Le rose a toujours été sa couleur préférée. Elle lui fut longtemps interdite, jugée inconvenante dans la communauté des juifs hassidiques vêtus pour l’essentiel en noir et blanc, qui plus est parfaitement inappropriée à son genre. Qu’imaginer de plus choquant et de plus contraire aux lois religieuses, qui prônent pudeur et discrétion, qu’un garçon habillé en rose ?
Mais, du plus loin qu’elle s’en souvienne – pour un vêtement, un cartable, un jouet –, la couleur l’attirait. Elle enviait ses petites sœurs de posséder quelques objets Hello Kitty.

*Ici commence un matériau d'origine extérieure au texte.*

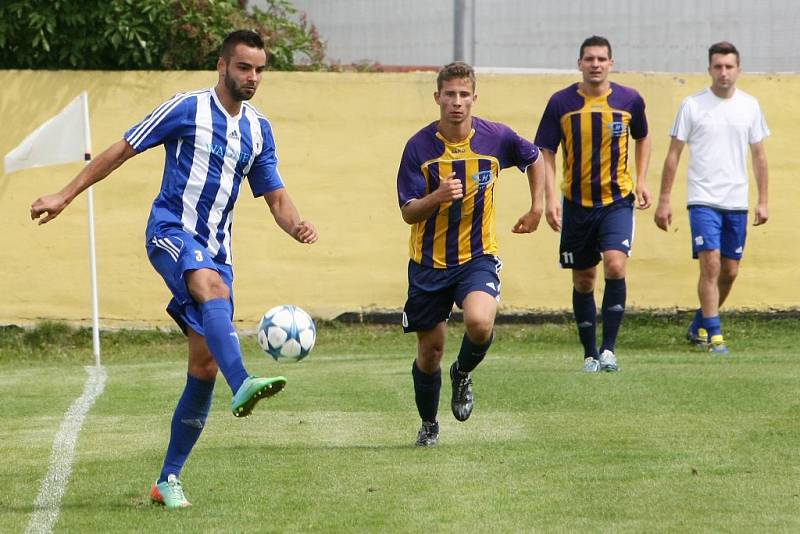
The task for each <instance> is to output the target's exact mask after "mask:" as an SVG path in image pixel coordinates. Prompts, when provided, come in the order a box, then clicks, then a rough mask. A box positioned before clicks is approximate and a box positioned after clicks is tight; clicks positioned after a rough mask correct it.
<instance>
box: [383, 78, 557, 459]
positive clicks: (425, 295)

Et, plus tard, quand elle découvrit que la jeune épouse qu’on lui attribuait aimait également le rose, ce fut un réel plaisir. Au moins, le couple partagerait-il un goût commun.
On n’est donc pas surpris, ce jour d’avril 2022, à Manhattan, de voir Abby Stein surgir à notre rendez-vous, vêtue d’un manteau rose de forme classique, cintré, et d’un chemisier à volants de la même couleur, faisant écho au gloss apposé sur ses lèvres. La pâleur et le caractère lisse de son visage encadré de cheveux longs et bruns n’en ressortent que davantage. Un teint de porcelaine, se dit-on, fasciné par sa transparence. Un teint de poupée ancienne. Les yeux, eux, sont vifs, joyeux, rapides ; le visage formidablement expressif. Quant à la voix… Un peu rauque, entre deux couleurs, deux tessitures ? Mais le ton est si chaleureux qu’on a d’emblée l’impression de rencontrer une amie.
Double affranchissement
Elle a raconté son histoire dans un livre, non traduit en français, paru il y a trois ans aux Etats-Unis (Becoming Eve, « devenir Eve », Seal Press) : celle d’un jeune garçon né en 1991, à Brooklyn, dans la plus stricte et la plus traditionnelle des communautés de juifs orthodoxes, fiancé à 18 ans, certifié rabbin à 19, père à 20, qui a dû s’enfuir pour devenir ce qu’il sait être, depuis sa naissance, sa vraie nature : une femme. Une histoire aux allures d’épopée tant elle est à la fois magnifique et tragique, en quête d’un double affranchissement : d’une communauté oppressante qui, pour se protéger, interdit tout écart et remise en question ; et d’un destin assigné par un corps non conforme à son genre.